Dear All,
I full well realize than in the apolitical environment of contemprary music and youth culture, a substantial percentage of users of the Rupert Murdoch-owned Myspace social networking site prefer to adopt an attitude of, as Thom Yorke sang in Radiohead's 'Life In A Glass House', 'Don't talk politics and don't throw stones'. By the way of the most immediate example, Emo angst anyone? what are those middle-class trust fund mall punks really rebelling against, one must wonder? Surely not against the fact that the global economy is crumbling, homelessness, even in the U.S. - the land of plenty greed - is becoming increasingly rampant, and there are people around the world dying of starvation, and countries where being massacred by both American and, er, 'coalition of the willing' troops as well as insurgent terrorist operatives is a fact of life (and death)? Nonetheless, for those of us fortunate enough to live in 'democracies' (how about 'bankocracies', more accurately) where freedom of expression is not subject to as much repression as in other nation-states around the world, the ability to discuss politics liberally should be not so much a mere right, but rather an obligation.

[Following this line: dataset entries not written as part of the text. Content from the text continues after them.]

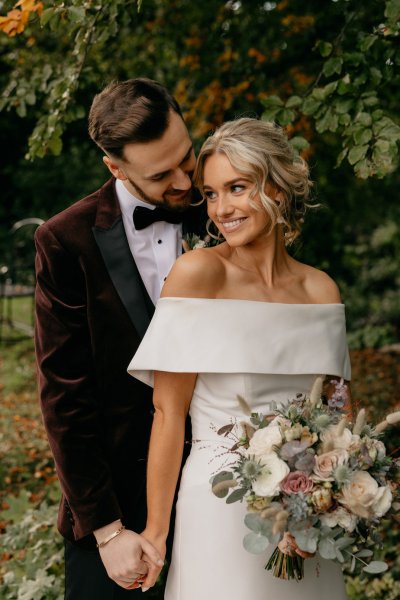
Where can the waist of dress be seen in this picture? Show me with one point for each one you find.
(216, 441)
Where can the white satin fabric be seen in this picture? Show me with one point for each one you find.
(265, 352)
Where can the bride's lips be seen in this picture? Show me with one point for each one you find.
(231, 225)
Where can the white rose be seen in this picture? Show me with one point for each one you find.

Here is a relevant quote from M.I.A. (of 'Paper Airplanes' fame), sourced from Spin Magazine: 'Where the fuck has all the rebellion gone? Music is still reliant on the same shit: sex, drugs, and rock'n'roll. They don't use it as a tool to stick their finger up at the rest of the world. It's like, 'Yeah, I got a shorty coming up to me, and we're about to have some liquor, chill in the SUV.' Maybe it happens every day like that in R.Kelly's world, but it's not realistic for me (...) If you're having
problems paying rent, then rap or sing about it. Or is life realy that great for everyone else, and I'm the biggest pessimist in the world?'
M.I.A., it is worth noting, is now somewhat ironically, given her political stance, the fiancee of the heir to Seagram's booze fortune, the highly whimsically named Benjamin Brewer (who also fathered the child which M.I.A. is pregnant with) , whose family got rich by bootlegging hooch during the Prohibition fortune. Nonetheless, she readily admits: 'What can you do? I fell in love' and moreover her late maternal grandmother was an avid drinker of Seagram's product, Martell cognac, and thus believes that through heavenly intervention Granny brought her and Brewer together, as 'She was, after all, Seagram's number-one customer'.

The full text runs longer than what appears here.